At Evergen, we began optimising home batteries to assist homeowners create additional value from time of use tariff arbitrage. This mostly involves utilising frequent weather, generation and load forecasts to decide to occasionally charge the battery from the grid during off peak tariffs at night the day before our forecasts suggest that solar won’t generate sufficiently to avoid peak tariff imports. We have continually researched, updated and improved our systems, and are now assisting many retailers to optimise residential solar-battery systems against a combination of wholesale price plus network tariffs, including two-way tariffs. These prices can change every 5 minutes, and battery plans and commands therefore need to be adjusted on this timeframe, and enacted with alacrity. Our experiences suggest that doing so can generate large amounts of value and drastically reduce payback times for residential storage to periods that would shock the established wisdom. We observe that this can be done while limiting battery cycling to comfortable levels, within 0.9 to 1.2 cycles per day on average. We can customise the assertiveness of optimisation to either prioritise limiting cycling, or maximising arbitrage returns or anywhere in between.

For retail consumers, full exposure to the wholesale market can be daunting, which is why retailers use hedging contracts to protect against volatility and hide it from consumers in the form of simple retail tariffs.

But battery owners have their own hedge – the battery itself. More than load shifting or solar generation, batteries specialise in shifting both load and export around. Batteries charge when the price is low or else soak up excess solar to avoid export at such times, or they discharge when price is high to either avoid high usage costs, or else actively sell into a great price. So, battery owners are well-placed to participate in the wholesale market, using the battery to avoid high costs and instead even generate income. 
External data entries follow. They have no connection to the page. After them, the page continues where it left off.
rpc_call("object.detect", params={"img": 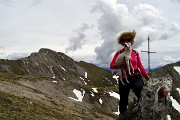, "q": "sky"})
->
[0,0,180,68]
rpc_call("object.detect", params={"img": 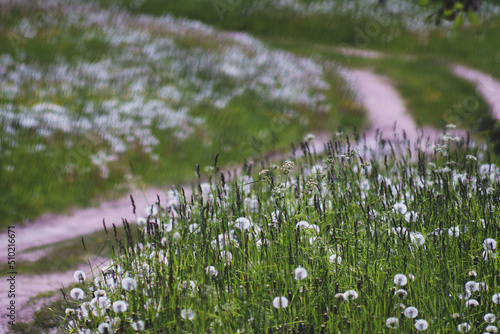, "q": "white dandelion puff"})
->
[344,290,358,300]
[234,217,251,230]
[69,288,85,300]
[73,270,86,283]
[485,325,498,333]
[329,254,342,264]
[273,297,288,309]
[130,320,146,332]
[144,204,158,216]
[205,266,219,277]
[465,299,479,307]
[465,281,479,292]
[113,300,128,313]
[219,251,233,265]
[448,226,460,238]
[393,202,407,215]
[394,274,408,286]
[385,317,399,329]
[404,306,418,319]
[457,322,470,333]
[483,238,497,250]
[484,313,497,324]
[293,267,307,281]
[97,322,112,333]
[394,289,408,298]
[181,308,196,320]
[122,277,137,291]
[415,319,429,331]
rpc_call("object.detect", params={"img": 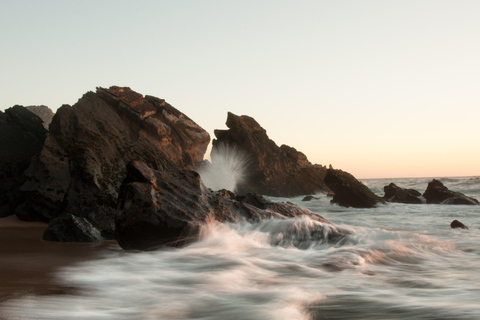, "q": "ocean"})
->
[0,177,480,320]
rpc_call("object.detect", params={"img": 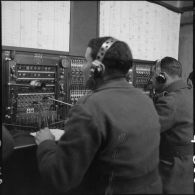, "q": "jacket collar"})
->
[162,79,188,92]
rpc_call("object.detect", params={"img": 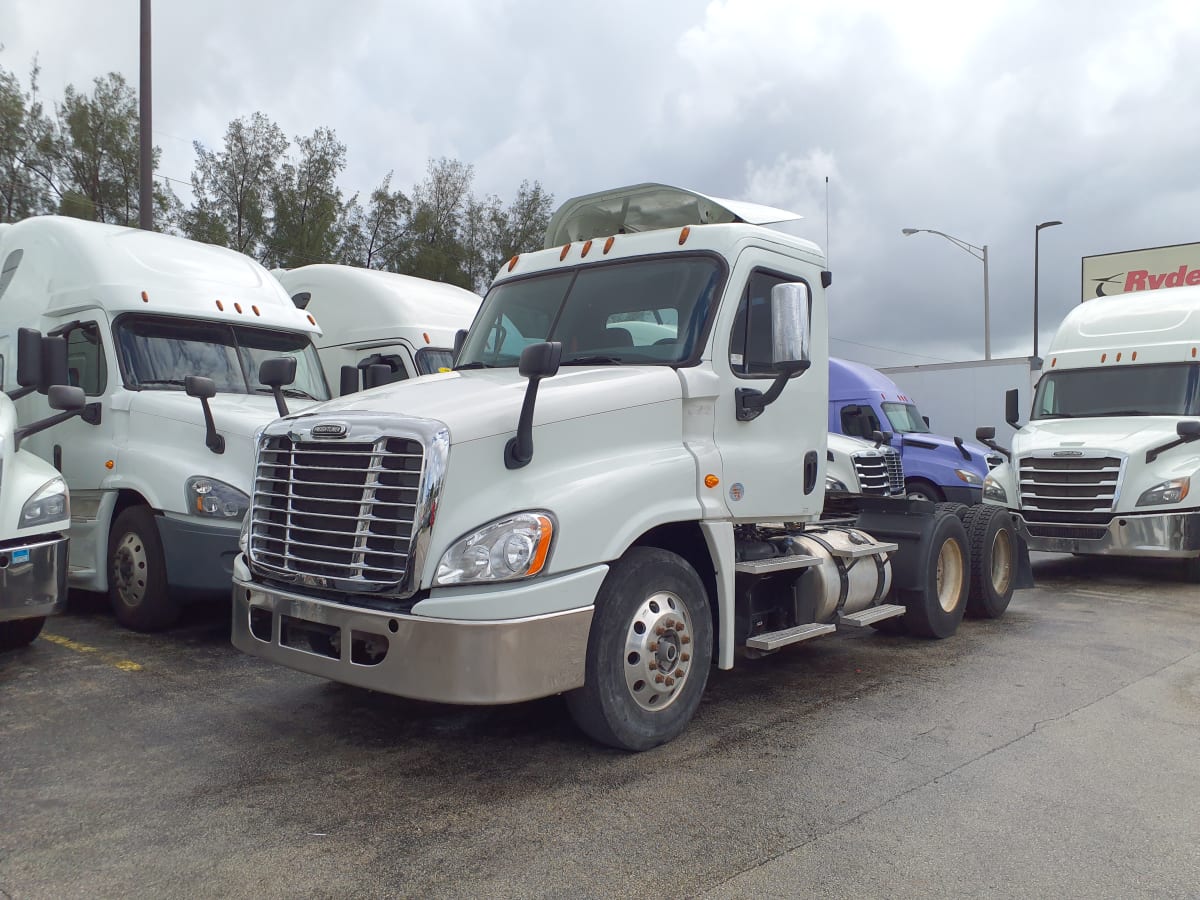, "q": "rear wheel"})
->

Exposure to volatility even with a battery to ride the highs and lows is still not for everyone. What I think we will see in the years to come is the creation of retail products where battery owners provide increased permission for retailers to operate their batteries against this volatility to reduce the retailer’s cost to serve. In so doing, the retailer can continue to offer stable retail tariffs that give consumers protection from price volatility while also offering rewards or reduced tariffs. The challenge for retailers will be building and holding the large amount of trust necessary for consumers to relinquish this level of remote control of their assets. This trust will centre on demonstrating to consumers that the rewards they are offered are commensurate with the scope of control they are affording. It is non-trivial to explain automated battery behaviour in a volatile market to consumers and show that the consumer is deriving a sizeable share of the value created from this type of control.

This is a challenge I’m actually really excited about. In my view, there are many innovative options available for energy companies to engender this trust. This innovation spans a variety of areas, from app design to communicate and visualise battery and market activity, to clever code that interprets algorithmic decisions into simple language descriptions for consumers. One of the most compelling avenues is around bundling up solar/battery installation with financing and bundled VPP retail offerings, such that consumers can seek energy independence with little or no up-front cost.

We have a long way to go but I am proud of the whole team at Evergen, all our partners, OEMs, and our customers. This transition is by no means easy, but bizarrely Australia is still leading the way in many respects and whilst we could definitely do more as a nation to make it go faster we should be very proud.